The U.S. Merit Systems Protection Board (MSPB) has launched a pilot project with the University of San Francisco School of Law in which Employment Law Clinic students represent federal employees in hearings on employment related disputes.

The MSPB is an independent quasi-judicial agency established to protect federal merit systems and ensure protection for federal employees against abuses by agency management. The MSPB-USF partnership—the first of its kind in the nation—is an effort to provide pro bono representation to employees. The initiative may be extended to other law schools based on the success of the USF program.

“MSPB cases provide an opportunity for the students to have one or more evidentiary hearings, with motions and discovery, in the course of a semester,” said Judge Amy Dunning, chief administrative judge of the MSPB Western Regional Office. “Federal employees who lose their jobs or suffer a reduction in pay or their pensions and file an appeal with MSPB can benefit from low cost or no cost representation that may help them avoid serious economic consequences.”

Dunning proposed the pilot program last semester to Professor Robert Talbot based on the clinic’s work in employment law, which includes a longstanding partnership with the U.S. Equal Employment Opportunity Commission (EEOC). Talbot said the MSPB cases give students intense training in practical legal skills as they prepare and argue cases against experienced opposing attorneys.

“The MSPB cases give students the unique opportunity to handle an entire civil case, from intake through trial, in one semester,” Talbot said. “Students participate in status and pretrial conferences and fight discovery issues under the Federal Rules of Civil Procedure. They examine and cross-examine witnesses under the Federal Rules of Evidence. Throughout all of this, the speed of the proceeding forces them to work quickly and efficiently. This is the only civil context where students could possibly do a whole case in a semester.”

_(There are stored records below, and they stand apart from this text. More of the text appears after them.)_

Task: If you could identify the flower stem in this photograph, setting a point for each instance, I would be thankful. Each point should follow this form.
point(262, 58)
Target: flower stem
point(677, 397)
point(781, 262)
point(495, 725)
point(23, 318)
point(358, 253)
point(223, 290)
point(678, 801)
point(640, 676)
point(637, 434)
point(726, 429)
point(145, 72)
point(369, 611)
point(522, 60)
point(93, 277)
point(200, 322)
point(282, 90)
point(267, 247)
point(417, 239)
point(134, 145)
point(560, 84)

The clinic has handled approximately 10 cases so far and has provided legal advice to dozens more federal employees through telephone consultations. Students say it is one of the most practical and useful experiences they’ve had in law school.

“In this kind of market, employers are looking for hands on clinical experience and that’s what we’re getting,” Cherise Cleofe 3L said. “Professor Talbot is so supportive and he trusts the work we do. We found out about our case the first week of school and he let us run with it. We’re getting experience we normally wouldn’t have, from communicating with clients to serving a 251 page initial disclosure. I am learning how to build a case from the ground up.”

In addition to the pilot project with the MSPB, the USF School of Law Employment Law Clinic represents clients in EEOC mediations, handles wage and hour disputes before the California Labor Commissioner, and makes presentations on employment rights at Bay Area high schools as part of the EEOC’s Youth at Work program.